Memento

by lizard_socks



Series: Star Trek / Steven Universe [1]
Category: Star Trek: Discovery, Star Trek: The Original Series, Steven Universe (Cartoon)
Genre: Alternate Universe - Star Trek Fusion, Gen
Language: English
Status: Completed
Published: 2019-05-11
Updated: 2019-05-17
Packaged: 2020-03-01 03:57:25
Rating: General Audiences
Warnings: No Archive Warnings Apply
Chapters: 5
Words: 3,419
Publisher: archiveofourown.org
Story URL: https://archiveofourown.org/works/18792505
Author URL: https://archiveofourown.org/users/lizard_socks/pseuds/lizard_socks
Summary: 2269: Spock keeps a couple of Earth gemstones in his quarters as a reminder of his sister - but when a Romulan boarding party tries to take them, they come to life.(Spoilers for Discovery season 2)





	1. Chapter 1

**Notes for the Chapter:**

> In case you haven't seen Steven Universe - a gem is usually referred to by the name of its gem; if ambiguity arises, you'd either use their alphanumeric designation or (if you're Steven) a whimsical nickname. The character people call Skinny is a Jasper - since this story has no other Jaspers in it, she is referred to as simply "Jasper" throughout.

Commander Spock opened a drawer in his quarters on the _Enterprise._ The room was still sparse, and he didn't yet have most of his personal items taken out of storage. After the events of the past few months, he found that he would rather focus on his duty on the ship.

There were certain things he knew he wanted to keep, though. Spock reached into a drawer and took out a container with two small stones - jasper and carnelian.

"You never seemed like the sentimental type," Michael said.

"I have a surplus of space in my quarters," said Spock. "To dispose of these items would be illogical."

Michael Burnham, a human, was the foster daughter of the Vulcan ambassador Sarek. Sarek, of course, was Spock's father. The two had grown up together, and though it seemed unlikely the two would ever see each other again, Spock found himself imagining her presence, thinking to himself about what Michael might say.

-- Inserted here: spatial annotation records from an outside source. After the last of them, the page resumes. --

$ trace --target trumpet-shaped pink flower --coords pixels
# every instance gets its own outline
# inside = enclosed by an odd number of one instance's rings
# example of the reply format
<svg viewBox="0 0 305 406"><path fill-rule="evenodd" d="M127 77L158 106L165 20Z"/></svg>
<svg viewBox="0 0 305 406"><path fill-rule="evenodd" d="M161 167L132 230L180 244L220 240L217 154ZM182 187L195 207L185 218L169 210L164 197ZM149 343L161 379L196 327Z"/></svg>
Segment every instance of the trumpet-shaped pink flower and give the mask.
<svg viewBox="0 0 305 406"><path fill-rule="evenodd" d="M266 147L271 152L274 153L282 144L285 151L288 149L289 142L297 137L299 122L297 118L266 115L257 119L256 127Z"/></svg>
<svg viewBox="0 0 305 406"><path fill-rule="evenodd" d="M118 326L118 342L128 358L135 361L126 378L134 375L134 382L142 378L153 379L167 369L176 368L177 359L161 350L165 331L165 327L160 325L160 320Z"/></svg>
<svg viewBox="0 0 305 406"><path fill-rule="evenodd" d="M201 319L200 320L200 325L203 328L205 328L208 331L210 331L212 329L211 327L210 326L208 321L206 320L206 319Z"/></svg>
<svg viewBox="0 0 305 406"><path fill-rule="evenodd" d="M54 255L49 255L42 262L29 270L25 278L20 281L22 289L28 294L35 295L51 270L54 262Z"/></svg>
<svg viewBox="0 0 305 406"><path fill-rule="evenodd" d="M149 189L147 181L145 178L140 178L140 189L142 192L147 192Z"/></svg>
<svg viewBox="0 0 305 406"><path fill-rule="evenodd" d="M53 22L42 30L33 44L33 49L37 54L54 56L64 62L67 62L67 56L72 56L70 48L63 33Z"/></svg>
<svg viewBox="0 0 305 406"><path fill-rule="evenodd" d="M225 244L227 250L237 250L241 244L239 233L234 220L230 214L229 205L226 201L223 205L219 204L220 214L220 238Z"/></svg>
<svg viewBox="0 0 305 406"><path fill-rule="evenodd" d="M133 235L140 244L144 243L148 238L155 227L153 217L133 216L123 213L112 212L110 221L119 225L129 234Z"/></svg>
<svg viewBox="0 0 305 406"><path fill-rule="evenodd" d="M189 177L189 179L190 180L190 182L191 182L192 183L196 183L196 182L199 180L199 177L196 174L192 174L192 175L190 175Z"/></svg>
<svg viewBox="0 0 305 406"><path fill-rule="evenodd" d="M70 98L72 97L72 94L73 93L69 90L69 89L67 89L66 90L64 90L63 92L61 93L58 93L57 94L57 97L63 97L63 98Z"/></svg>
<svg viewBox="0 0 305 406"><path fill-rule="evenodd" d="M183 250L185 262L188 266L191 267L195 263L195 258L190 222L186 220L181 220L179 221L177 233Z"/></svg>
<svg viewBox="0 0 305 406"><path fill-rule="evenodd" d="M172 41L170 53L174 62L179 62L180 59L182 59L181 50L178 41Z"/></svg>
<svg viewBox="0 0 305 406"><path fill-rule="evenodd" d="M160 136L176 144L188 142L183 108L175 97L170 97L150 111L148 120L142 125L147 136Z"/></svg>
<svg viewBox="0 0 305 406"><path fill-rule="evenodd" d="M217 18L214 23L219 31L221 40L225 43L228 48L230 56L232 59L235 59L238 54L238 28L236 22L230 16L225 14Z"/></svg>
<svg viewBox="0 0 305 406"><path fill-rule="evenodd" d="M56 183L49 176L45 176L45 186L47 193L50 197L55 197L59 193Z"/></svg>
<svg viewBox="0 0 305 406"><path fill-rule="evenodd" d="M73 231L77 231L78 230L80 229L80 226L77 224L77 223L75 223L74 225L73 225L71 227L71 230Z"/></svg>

Spock opened the container and set it on an otherwise empty desk.

"The other artifacts in this room are Vulcan," Michael noted. "But those stones were found on Earth."

"Yes," Spock replied. "Although my Vulcan heritage distinguishes me from those with whom I serve, I must also acknowledge that I am half human."

Even to a product of his own imagination, Spock preferred not to reveal the whole truth. The stones had been given to Michael by a friend, and they had somehow found their way into Spock's belongings when he left for the _Enterprise._ He had intended to return them.

That now seemed unlikely.

* * *

Spock was still serving on the _Enterprise_ twelve years later, under a different captain and with a different crew.

Through all that time, the activity taking place in Spock's quarters had been unchanged and rather unremarkable. Spock did not generally invite other crew members into his quarters, and his routine remained generally unchanged. Practically nobody entered or left the room but him.

That is, until 2270.

The _Enterprise_ was engaged in battle with a small handful of cloaked Romulan ships. Montgomery Scott, the ship's chief engineer, burst onto the bridge.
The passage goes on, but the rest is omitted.